Braiding is an ancient technique and is mastered by many cultures, including my own Scandinavian. An element of the Egtved girl 's skirt was a card woven band (Nordic bronze age), and braids are used for all manner of decoration on furnishings and garments in different cultures.
So, the first grid we are asked to work on is a free-form shaped thing. I made a 'triangle' of lumpy roots and chose a range of yarns that came through from a single order I made from Texere yarns - linens (white and gold), greeny viscose and wool (a multi-coloured slub-yarn). The sides of the frame were quite thick and the yarn fine, so there was a sense of three-dimensionality to the whole thing, and transparency of course as I let the yarns stand alone in some places and woven them in and out in others to create a very open structure. The colour tones were quite soft and pastelly, enhanced by the white, and I prefer natural fibres as this aids with the synthesis of the materials - of course viscose is a man-made fibre based on cellulose, but it has a sheen that is a useful contrast to the hairy linen for example.

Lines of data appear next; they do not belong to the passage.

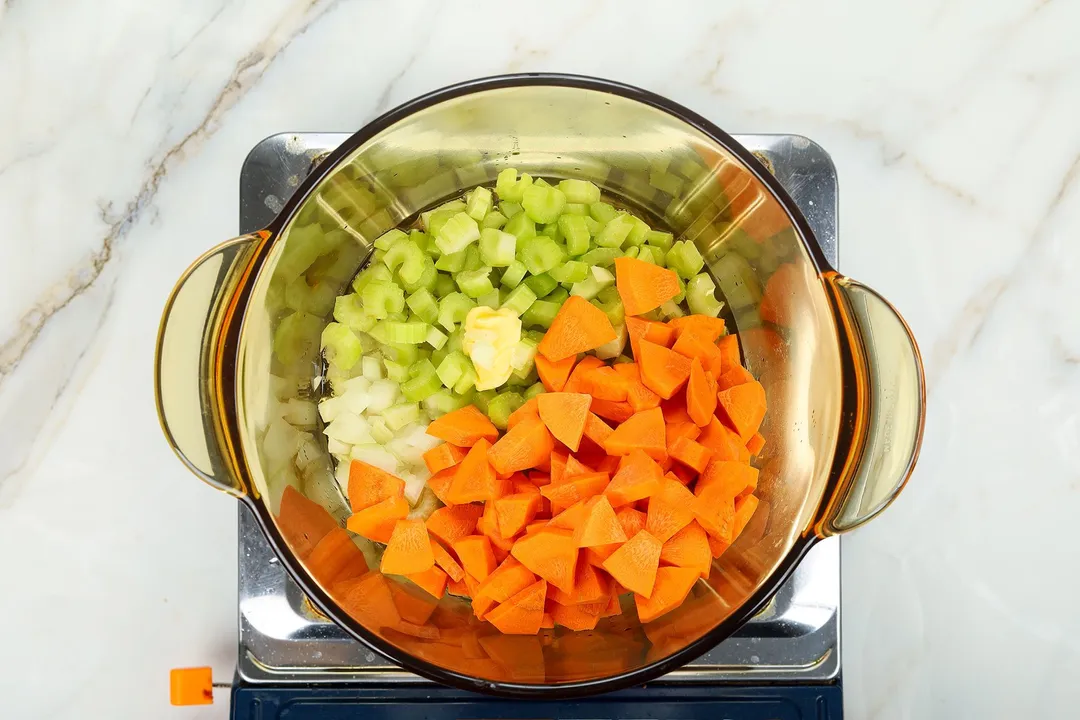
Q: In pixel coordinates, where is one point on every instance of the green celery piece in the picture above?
(510, 187)
(700, 296)
(571, 271)
(576, 232)
(453, 309)
(381, 298)
(543, 204)
(513, 274)
(540, 314)
(478, 203)
(458, 233)
(423, 304)
(475, 283)
(520, 299)
(522, 227)
(602, 212)
(500, 407)
(580, 191)
(340, 345)
(497, 248)
(613, 234)
(541, 285)
(541, 254)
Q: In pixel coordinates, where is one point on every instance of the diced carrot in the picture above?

I put it somewhere where I could walk past it regularly and have come to realise that what I had made first was probably a good start, but not a finished thing. It is a bit too open. Anyway, the book asks us to consider the yarn used, how it relates to the frame and what happens when it crosses and weaves within the work and relates to other yarns. I first applied a number of yarns letting them cross over and under others, but thought there was a limit to what that could be achieved and so added knots of coloured slub yarn to create some 'punctuations' on the surface on one side. I have now decided that the thing is not finished and will be adding areas of 'mass' as the current effect is a bit 'net' like and I think there needs to be patches of 'fabric' as well. The other thing to say is that the overall shape suggests a shield, which would be more enhanced with more solid shapes.

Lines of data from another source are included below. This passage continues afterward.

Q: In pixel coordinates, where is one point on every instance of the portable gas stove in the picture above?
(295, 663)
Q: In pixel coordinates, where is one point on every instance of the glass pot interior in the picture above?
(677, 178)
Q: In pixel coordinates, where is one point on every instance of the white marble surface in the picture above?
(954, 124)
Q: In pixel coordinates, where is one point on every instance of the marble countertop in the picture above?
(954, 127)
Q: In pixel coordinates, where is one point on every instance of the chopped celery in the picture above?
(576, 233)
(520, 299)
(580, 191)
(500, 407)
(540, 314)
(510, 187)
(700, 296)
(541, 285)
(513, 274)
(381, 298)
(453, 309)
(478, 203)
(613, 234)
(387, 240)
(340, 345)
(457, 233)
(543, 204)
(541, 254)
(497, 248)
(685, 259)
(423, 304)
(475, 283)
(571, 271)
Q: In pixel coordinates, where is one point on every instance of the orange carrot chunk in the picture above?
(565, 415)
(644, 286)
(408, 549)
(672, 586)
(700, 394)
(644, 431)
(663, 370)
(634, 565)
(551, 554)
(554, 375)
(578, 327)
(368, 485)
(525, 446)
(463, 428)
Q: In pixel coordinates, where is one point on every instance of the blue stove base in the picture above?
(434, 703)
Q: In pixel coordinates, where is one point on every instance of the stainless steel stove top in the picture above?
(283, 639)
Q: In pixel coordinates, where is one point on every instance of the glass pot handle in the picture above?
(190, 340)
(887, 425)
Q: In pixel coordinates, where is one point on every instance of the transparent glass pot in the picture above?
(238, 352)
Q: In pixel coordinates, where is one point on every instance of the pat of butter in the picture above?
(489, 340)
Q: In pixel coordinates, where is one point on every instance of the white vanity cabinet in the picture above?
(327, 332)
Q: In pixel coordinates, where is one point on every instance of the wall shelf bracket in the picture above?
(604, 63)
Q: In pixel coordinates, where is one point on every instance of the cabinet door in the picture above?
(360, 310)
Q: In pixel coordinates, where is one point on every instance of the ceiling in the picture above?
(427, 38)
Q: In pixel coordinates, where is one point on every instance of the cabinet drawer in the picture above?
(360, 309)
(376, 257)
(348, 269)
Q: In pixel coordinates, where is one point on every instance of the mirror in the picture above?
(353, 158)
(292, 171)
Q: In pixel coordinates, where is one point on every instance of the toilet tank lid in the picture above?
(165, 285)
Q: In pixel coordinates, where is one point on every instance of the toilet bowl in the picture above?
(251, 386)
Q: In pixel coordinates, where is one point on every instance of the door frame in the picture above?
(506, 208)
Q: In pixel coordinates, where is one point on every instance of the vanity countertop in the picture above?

So I wove in islands of a blue wool and cotton blended yarn mix and pulled together some of the looser yarns. In fact over time the yarns has become loose, probably from the movement of the frame. At one point when I looked at it quickly it (unintentionally) almost suggested an Asger Jorn type of image - he was part of the Cobra group of artists in the 1950s and 1960s.
The finished thing
The next grid is a more clearly defined geometrical structure with obvious horizontals and verticals. I made it of tied-together bamboo kebab-skewers so that there would distinct sections that can be worked on individually as well as working with the frame overall. Here it is in progress with the ties yet to be trimmed back and I am working out whether I want to weave in separate rigid parts as well:
With weave in progress
What is noticeable is that the frame has distorted. I started off setting up mini-warps in one section of the grid and then wove a bit in those, until I looked at the rest of the grid and decided that actually that was not what was expected of the sample, and also weaving on grid-like warps was too close to the tapestry weave in project 9. So I used all manner of yarns to string across the grid, and it looks effective to have the 'traditional' warp over-crossed by diagonals which again have been woven over and caught up into each other. This sample is starting to work quite well - again it looks very much like those 1970s-80s needle woven works. I have used the coloured wools that suggest the green Richter painting but decided to bring out the contrast by using pinks and some golden mustards.